O Conselho Federal de Medicina (CFM) está considerando utilizar as notas do Exame Nacional de Avaliação da Formação Médica (Enamed) como critério para a concessão do registro profissional. Em busca de dados específicos, o CFM solicitou ao Ministério da Educação e ao Instituto Nacional de Estudos e Pesquisas Educacionais Anísio Teixeira (Inep) informações sobre formandos que obtiveram notas 1 ou 2, consideradas insuficientes. A resposta do Inep ainda está pendente, mas a situação é preocupante para a formação médica no país.

O Enamed, instituído em 2025, revelou que cerca de um terço dos cursos de medicina no Brasil apresentou resultados insatisfatórios, especialmente na rede privada e municipal. O presidente do CFM, José Hiram Gallo, argumenta que a falta de infraestrutura adequada, como hospitais universitários, compromete a formação dos futuros médicos. A situação leva o CFM a apoiar sanções do Ministério da Educação às faculdades com desempenho ruim, além de reforçar a necessidade de um exame de proficiência médica como pré-requisito para a atuação profissional.

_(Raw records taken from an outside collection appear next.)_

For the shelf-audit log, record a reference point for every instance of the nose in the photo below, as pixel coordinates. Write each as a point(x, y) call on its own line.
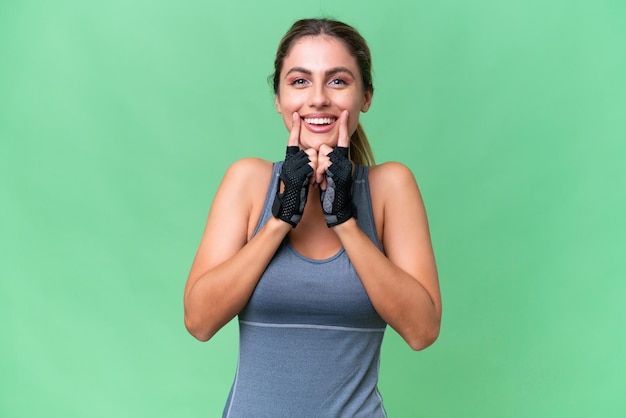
point(319, 96)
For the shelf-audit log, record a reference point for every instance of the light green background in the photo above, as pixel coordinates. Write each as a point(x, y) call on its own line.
point(118, 119)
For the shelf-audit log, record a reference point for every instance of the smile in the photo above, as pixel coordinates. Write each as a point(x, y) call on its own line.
point(319, 121)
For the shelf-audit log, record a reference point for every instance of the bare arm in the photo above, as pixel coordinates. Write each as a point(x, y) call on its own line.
point(227, 266)
point(402, 283)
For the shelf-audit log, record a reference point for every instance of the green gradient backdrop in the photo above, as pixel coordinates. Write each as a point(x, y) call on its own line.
point(118, 119)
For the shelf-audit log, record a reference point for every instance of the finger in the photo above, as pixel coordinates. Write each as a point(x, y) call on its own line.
point(344, 138)
point(323, 162)
point(294, 133)
point(325, 150)
point(312, 154)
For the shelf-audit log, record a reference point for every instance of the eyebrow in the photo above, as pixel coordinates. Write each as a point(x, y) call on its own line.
point(328, 72)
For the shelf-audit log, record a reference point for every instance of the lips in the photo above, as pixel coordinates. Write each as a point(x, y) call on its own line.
point(320, 121)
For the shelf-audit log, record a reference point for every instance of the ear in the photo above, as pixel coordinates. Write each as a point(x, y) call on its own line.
point(277, 104)
point(367, 101)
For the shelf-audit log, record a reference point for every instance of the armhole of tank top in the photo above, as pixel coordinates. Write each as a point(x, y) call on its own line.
point(268, 196)
point(362, 175)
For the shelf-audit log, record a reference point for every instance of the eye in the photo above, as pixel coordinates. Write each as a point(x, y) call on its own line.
point(298, 82)
point(338, 82)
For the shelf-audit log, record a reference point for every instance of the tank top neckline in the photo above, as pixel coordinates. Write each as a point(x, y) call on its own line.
point(289, 245)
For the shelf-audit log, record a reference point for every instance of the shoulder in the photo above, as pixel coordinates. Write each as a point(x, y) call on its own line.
point(242, 192)
point(248, 174)
point(390, 176)
point(249, 167)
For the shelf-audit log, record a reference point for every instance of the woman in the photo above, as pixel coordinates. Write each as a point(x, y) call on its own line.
point(317, 253)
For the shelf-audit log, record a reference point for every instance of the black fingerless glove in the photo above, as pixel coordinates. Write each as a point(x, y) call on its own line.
point(294, 183)
point(337, 198)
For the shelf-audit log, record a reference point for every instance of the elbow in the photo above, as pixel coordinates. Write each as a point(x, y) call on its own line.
point(198, 332)
point(424, 338)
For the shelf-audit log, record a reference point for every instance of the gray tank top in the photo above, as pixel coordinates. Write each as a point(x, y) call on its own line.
point(309, 336)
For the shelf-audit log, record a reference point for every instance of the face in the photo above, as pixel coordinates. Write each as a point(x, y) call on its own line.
point(320, 79)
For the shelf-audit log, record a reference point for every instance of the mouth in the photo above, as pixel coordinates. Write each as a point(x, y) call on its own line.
point(319, 121)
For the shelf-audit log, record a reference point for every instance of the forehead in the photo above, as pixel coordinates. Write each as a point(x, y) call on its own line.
point(319, 52)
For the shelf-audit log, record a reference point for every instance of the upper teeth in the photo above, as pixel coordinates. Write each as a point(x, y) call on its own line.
point(319, 121)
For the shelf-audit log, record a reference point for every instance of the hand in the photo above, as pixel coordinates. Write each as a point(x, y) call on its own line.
point(336, 190)
point(294, 179)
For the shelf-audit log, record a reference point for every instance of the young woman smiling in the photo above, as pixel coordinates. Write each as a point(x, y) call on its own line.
point(315, 254)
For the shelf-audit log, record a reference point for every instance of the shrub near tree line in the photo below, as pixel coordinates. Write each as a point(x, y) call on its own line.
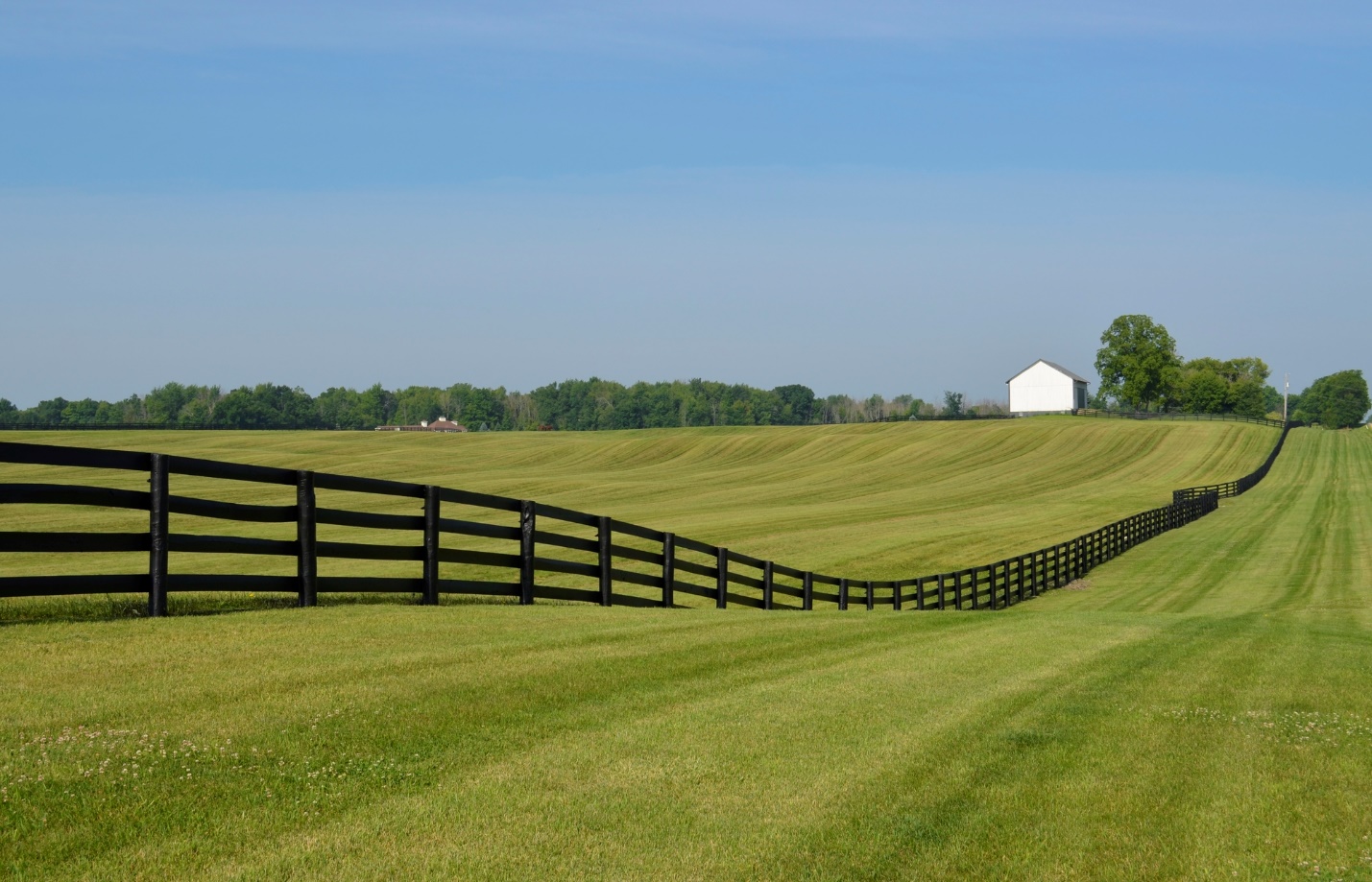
point(1337, 401)
point(579, 405)
point(1141, 369)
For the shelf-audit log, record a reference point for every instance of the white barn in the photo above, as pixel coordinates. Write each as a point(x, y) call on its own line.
point(1045, 387)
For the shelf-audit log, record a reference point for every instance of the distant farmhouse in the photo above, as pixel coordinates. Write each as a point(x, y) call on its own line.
point(442, 424)
point(1045, 387)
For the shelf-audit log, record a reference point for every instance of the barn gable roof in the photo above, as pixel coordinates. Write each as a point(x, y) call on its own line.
point(1055, 367)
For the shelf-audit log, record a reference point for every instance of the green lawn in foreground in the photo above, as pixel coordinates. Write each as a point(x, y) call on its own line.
point(1201, 709)
point(863, 501)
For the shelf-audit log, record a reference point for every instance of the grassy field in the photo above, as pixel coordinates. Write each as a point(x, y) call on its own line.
point(860, 501)
point(1201, 709)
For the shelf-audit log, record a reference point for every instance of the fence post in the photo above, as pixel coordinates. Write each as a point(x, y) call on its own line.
point(604, 536)
point(431, 542)
point(526, 552)
point(306, 542)
point(722, 584)
point(668, 569)
point(158, 521)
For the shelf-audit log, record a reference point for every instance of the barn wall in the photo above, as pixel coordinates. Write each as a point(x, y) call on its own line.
point(1042, 389)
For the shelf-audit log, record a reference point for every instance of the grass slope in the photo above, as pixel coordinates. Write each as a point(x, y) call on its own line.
point(863, 501)
point(1180, 718)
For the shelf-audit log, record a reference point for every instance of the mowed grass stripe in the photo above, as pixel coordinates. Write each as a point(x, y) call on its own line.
point(864, 501)
point(1167, 722)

Além disso, a Associação Médica Brasileira (AMB) e a Associação Brasileira de Mantenedoras de Ensino Superior (ABMES) têm manifestado suas preocupações em relação ao uso das notas do Enamed. Enquanto a AMB defende a necessidade de um exame de proficiência para garantir a qualidade na prática médica, a ABMES critica o que considera um uso punitivo do exame, ressaltando que a avaliação não deve desqualificar os formandos. O debate sobre a formação médica e a qualidade do atendimento à saúde no Brasil ganha cada vez mais relevância.